Ansatz der Forscher in L.A. ist nun, herauszufinden, wer anfällig ist, auf sozialen Stress mit Entzündungen zu reagieren und das Risiko in sich trägt, in der Folge an Depressionen zu erkranken. Wenn man dieses in Zukunft – etwa per Bluttest und Hirnscans – vorhersagen könne, könne man vorbeugende Therapien für Gefährdete entwickeln, so die Hoffnung.
Hoffnung auch in Berlin: Dort, an der Charité, startete 2016 eine Studie mit 160 depressiven Patienten aus sieben Kliniken, denen entzündungshemmende Medikamente oder Placebos verabreicht werden. So auch Proband Albert, bei dem alle Antidepressiva wirkungslos blieben. Er glaubt, dass er das Antibiotikum bekommen hat: Schon nach einer Woche sei alles anders gewesen, seit zwei Monaten gehe es ihm stabil besser.

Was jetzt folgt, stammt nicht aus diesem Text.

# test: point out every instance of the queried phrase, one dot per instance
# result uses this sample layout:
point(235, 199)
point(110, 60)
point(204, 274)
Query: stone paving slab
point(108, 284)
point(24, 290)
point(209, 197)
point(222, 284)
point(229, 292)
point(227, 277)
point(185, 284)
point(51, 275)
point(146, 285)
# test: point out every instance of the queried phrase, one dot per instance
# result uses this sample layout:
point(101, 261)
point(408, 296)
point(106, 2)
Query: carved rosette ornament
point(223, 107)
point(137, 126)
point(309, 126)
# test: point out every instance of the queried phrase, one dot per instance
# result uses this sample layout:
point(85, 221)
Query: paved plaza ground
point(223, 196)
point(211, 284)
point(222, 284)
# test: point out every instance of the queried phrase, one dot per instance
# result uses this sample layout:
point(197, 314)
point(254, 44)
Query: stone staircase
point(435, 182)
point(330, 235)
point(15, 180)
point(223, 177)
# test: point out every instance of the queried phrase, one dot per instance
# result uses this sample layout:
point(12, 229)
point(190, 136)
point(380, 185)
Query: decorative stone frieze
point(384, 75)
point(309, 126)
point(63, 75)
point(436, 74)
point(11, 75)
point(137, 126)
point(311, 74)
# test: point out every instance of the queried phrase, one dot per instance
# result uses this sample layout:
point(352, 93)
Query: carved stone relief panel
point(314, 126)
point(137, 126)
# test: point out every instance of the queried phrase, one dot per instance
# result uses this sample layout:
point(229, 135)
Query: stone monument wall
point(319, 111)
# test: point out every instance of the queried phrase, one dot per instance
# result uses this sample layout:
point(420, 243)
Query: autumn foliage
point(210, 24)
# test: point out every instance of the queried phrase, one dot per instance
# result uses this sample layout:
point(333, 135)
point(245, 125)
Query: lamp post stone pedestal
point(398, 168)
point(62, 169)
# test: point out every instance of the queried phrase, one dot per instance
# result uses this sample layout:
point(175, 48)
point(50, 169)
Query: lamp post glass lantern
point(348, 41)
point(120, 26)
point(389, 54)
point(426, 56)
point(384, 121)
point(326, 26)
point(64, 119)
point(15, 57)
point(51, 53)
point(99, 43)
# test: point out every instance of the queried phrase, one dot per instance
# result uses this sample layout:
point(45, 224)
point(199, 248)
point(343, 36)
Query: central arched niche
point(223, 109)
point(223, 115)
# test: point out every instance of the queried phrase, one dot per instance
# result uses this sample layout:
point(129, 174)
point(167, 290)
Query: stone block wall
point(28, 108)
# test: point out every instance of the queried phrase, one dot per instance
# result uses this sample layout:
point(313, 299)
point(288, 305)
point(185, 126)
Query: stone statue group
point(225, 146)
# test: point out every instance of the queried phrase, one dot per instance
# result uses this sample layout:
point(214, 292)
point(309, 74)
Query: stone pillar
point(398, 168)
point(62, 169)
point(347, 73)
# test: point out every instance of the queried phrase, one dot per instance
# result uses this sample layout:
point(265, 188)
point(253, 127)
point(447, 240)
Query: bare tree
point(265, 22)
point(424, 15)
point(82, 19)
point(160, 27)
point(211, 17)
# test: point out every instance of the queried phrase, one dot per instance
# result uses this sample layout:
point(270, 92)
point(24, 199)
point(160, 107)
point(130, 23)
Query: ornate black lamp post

Auch die Berliner Forscher träumen davon, künftig vor der Behandlung herausfinden zu können, was bei dem jeweiligen Patienten anschlägt.
Einen wichtigen Schritt in Richtung personalisierte Therapie haben auch Grundlagenforscher eines Konsortiums aus Universitäten und Pharmafirmen in London getan, die in einer mehrjährigen Studie nach neuen Wirkstoffen suchen, die verhindern, dass das Immunsystem Depressionen auslösen kann. Hier wurden bereits zwei Zytokine gefunden, über deren Höhe das Ansprechen auf Antidepressiva gemessen werden kann. Diesen Patienten konnte das Schlucken nicht wirksamer Antidepressiva erspart werden.